Стены жёлтые, обои кое-где отходят. На подоконнике стакан с водой и старая газета. Гриша жил здесь без претензий и без обиды. Просто жил.
Тузик подошёл сам. Не бросился, не взвизгнул. Спокойно, будто она вышла на минуту. Ткнул носом в ладонь, мокрым, холодным, шершавым, и замер.
Нелли вспомнила, как семь лет вытирала руку салфеткой после его касания. Каждый раз.
Сейчас не вытерла.
Ладонь легла между ушами. Тузик прикрыл глаза. И что-то внутри, натянутое все тридцать дней, лопнуло.
Гриша стоял у окна в том же свитере. Сером, растянутом, с катышками. Месяц назад от него хотелось кричать. А сейчас? Нелли смотрела и не могла вспомнить почему.
– Скучал? – Она кивнула на пса.
– Неделю спал у входной двери. Потом перестал.
Перестал. Больнее, чем если бы скулил до сих пор. Потому что «перестал» значит «смирился». А смирение у собаки выглядит как упрёк, который никому не адресован и от которого некуда деться.
Нелли опустилась на пол. Колени коснулись холодного линолеума. Тузик тут же положил голову ей на ногу, тяжело, доверчиво. Как кладут подбородок на руку того, кому верят больше, чем стоило бы.
– Я не за тобой приехала, – сказала она, гладя на рыжий затылок пса. – За вами. За обоими.

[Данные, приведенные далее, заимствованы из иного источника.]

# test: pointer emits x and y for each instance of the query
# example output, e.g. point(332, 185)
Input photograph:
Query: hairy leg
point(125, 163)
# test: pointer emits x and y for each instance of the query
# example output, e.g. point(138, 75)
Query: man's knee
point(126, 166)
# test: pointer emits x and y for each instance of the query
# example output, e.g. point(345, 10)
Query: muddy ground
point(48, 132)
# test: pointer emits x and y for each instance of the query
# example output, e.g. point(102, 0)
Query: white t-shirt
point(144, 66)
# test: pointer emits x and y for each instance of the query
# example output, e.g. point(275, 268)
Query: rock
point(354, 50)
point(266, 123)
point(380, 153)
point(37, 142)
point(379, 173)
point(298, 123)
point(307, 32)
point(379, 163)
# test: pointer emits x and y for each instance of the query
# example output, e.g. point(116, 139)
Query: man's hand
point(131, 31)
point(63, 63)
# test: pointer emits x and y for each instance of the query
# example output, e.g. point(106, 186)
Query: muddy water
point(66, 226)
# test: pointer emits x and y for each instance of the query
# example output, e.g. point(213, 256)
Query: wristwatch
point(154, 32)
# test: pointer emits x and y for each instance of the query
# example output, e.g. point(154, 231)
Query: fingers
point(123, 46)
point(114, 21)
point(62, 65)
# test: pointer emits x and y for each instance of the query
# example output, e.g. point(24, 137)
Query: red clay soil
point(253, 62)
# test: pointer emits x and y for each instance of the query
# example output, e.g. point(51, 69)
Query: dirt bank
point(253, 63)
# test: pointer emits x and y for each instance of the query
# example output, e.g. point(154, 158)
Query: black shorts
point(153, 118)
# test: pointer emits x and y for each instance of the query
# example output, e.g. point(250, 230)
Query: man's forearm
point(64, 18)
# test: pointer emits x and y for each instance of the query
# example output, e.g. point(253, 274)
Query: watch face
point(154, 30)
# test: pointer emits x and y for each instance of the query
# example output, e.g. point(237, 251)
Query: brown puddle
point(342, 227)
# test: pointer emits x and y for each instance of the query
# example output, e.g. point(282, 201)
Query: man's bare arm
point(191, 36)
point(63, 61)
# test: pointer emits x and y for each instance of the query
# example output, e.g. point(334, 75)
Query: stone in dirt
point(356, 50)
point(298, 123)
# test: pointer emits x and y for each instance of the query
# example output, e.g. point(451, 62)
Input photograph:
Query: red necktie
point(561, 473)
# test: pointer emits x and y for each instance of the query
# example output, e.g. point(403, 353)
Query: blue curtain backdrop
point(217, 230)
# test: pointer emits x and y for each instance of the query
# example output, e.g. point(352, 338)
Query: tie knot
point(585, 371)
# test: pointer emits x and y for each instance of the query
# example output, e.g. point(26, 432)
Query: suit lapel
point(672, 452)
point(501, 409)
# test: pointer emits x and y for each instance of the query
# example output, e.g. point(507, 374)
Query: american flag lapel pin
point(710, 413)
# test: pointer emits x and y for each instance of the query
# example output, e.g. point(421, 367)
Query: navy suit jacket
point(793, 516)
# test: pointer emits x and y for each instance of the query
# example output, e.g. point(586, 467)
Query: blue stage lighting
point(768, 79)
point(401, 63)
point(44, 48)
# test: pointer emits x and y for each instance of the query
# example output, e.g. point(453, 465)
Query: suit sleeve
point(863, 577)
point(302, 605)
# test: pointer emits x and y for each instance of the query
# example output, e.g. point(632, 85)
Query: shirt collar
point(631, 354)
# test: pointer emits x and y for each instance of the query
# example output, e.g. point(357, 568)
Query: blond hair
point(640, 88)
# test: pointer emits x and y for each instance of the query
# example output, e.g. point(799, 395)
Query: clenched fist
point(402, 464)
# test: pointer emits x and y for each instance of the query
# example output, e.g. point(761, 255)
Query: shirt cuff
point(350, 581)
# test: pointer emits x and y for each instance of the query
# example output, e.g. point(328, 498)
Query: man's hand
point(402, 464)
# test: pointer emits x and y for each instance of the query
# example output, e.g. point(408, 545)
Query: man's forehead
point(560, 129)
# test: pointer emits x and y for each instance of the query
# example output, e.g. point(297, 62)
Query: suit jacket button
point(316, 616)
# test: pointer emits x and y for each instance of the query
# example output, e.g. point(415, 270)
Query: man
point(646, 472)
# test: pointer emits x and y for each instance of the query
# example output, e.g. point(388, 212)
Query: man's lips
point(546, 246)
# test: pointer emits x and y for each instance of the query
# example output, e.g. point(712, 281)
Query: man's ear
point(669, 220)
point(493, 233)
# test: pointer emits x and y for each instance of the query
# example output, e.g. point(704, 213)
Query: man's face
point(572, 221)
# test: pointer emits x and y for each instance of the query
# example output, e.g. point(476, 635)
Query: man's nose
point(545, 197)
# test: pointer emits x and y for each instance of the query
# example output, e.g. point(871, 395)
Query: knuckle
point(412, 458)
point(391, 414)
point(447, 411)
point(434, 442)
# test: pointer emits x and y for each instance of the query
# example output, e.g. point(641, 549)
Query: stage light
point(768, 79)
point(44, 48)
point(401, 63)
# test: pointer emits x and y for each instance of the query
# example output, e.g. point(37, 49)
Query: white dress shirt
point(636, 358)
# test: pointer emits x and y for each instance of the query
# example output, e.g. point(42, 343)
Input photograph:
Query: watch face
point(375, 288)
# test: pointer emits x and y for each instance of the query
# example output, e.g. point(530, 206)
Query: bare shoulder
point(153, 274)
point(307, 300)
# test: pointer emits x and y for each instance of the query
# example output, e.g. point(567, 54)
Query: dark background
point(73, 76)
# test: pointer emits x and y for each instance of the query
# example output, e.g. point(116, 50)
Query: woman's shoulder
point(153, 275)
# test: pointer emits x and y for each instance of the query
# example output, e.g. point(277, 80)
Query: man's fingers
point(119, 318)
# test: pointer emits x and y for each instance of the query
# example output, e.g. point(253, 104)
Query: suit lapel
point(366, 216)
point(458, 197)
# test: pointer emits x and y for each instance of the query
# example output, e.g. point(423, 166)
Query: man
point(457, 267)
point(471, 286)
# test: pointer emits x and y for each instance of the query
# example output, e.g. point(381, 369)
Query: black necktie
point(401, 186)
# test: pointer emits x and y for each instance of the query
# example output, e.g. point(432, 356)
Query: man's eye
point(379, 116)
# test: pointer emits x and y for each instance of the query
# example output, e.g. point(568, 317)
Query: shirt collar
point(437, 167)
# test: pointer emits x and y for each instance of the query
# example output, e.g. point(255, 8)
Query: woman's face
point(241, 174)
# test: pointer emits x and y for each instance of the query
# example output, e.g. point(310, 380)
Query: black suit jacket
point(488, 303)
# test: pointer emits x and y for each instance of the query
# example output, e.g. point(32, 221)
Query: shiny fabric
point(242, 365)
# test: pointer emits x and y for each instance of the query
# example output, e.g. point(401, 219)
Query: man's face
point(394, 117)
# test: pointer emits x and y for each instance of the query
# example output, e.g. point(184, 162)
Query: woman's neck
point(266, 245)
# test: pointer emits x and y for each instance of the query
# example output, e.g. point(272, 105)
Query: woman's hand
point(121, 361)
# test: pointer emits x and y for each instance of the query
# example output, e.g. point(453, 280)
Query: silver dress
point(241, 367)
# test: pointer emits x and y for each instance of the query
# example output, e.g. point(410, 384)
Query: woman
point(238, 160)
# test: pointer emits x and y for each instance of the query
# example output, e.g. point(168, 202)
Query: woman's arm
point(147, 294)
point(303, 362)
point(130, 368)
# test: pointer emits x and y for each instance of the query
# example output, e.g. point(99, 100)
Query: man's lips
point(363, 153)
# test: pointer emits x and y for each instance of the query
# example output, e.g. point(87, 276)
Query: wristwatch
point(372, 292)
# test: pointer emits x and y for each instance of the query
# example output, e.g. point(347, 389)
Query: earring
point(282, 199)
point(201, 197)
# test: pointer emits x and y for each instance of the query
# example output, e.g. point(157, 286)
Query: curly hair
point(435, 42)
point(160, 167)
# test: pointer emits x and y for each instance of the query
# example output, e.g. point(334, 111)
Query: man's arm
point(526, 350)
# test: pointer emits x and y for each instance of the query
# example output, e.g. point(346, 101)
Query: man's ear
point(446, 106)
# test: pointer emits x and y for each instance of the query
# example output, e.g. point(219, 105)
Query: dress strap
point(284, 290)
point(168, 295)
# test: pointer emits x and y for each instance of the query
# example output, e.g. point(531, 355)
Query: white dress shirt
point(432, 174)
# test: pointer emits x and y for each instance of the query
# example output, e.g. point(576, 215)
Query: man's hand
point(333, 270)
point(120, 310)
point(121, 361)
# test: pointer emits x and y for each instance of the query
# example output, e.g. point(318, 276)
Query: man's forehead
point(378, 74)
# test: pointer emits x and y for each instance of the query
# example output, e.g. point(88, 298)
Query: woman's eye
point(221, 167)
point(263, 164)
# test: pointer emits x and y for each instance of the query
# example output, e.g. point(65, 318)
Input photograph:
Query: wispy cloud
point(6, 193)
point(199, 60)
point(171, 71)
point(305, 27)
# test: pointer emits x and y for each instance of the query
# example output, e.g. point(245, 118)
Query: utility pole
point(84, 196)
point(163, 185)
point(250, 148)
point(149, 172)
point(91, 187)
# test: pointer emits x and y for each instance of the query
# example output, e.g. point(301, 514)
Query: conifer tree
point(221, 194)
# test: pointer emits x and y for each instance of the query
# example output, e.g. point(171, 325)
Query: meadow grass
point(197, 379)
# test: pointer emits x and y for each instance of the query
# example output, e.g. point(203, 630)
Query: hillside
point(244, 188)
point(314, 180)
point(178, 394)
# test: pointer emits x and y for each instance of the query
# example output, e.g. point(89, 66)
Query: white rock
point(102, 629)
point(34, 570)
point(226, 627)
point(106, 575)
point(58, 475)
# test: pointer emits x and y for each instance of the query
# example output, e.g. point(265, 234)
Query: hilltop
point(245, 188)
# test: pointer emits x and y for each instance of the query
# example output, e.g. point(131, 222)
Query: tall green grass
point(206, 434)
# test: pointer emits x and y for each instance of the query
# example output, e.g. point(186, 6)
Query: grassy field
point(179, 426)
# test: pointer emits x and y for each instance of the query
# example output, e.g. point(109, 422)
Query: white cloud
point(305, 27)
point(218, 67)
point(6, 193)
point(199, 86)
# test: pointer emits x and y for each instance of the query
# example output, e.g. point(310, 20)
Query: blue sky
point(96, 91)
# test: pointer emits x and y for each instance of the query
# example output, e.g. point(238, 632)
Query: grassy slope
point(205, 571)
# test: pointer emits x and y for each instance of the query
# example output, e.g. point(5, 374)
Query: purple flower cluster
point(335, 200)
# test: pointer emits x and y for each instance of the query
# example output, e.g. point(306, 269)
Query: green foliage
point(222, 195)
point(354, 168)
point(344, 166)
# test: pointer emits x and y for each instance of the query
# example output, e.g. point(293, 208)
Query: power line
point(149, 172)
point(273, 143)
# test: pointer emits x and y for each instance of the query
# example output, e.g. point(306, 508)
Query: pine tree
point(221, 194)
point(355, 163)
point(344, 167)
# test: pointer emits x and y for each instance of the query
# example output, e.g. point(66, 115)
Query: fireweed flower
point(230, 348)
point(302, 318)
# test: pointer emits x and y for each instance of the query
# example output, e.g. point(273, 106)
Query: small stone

Гриша промолчал. Присел рядом. Свитер натянулся на коленях. И они сидели втроём на полу съёмной комнаты, где пахло шерстью, кормом и чем-то, чему Нелли раньше не знала слова.
Теперь знала. Это жизнь, которую не нужно отмывать хлоркой.
В квартире Нелли стояла ваза. Хризантемы за месяц высохли, лепестки побурели, вода помутнела. Некому было их выбросить.
А у порога съёмной комнаты стояла миска со сколом. Полная.
Нелли потом говорила подруге, что вернула Гришу с Тузиком из-за мужа.
Неправда.
Она вернула их из-за цоканья. Того самого, которое снилось каждую ночь. Из-за мокрого носа в ладони. Из-за миски, завёрнутой в полотенце с вишенками. Из-за пса, который ждал у двери неделю.
А потом перестал.
Ну и из-за человека в растянутом свитере, который ушёл молча и ни разу не позвонил первым.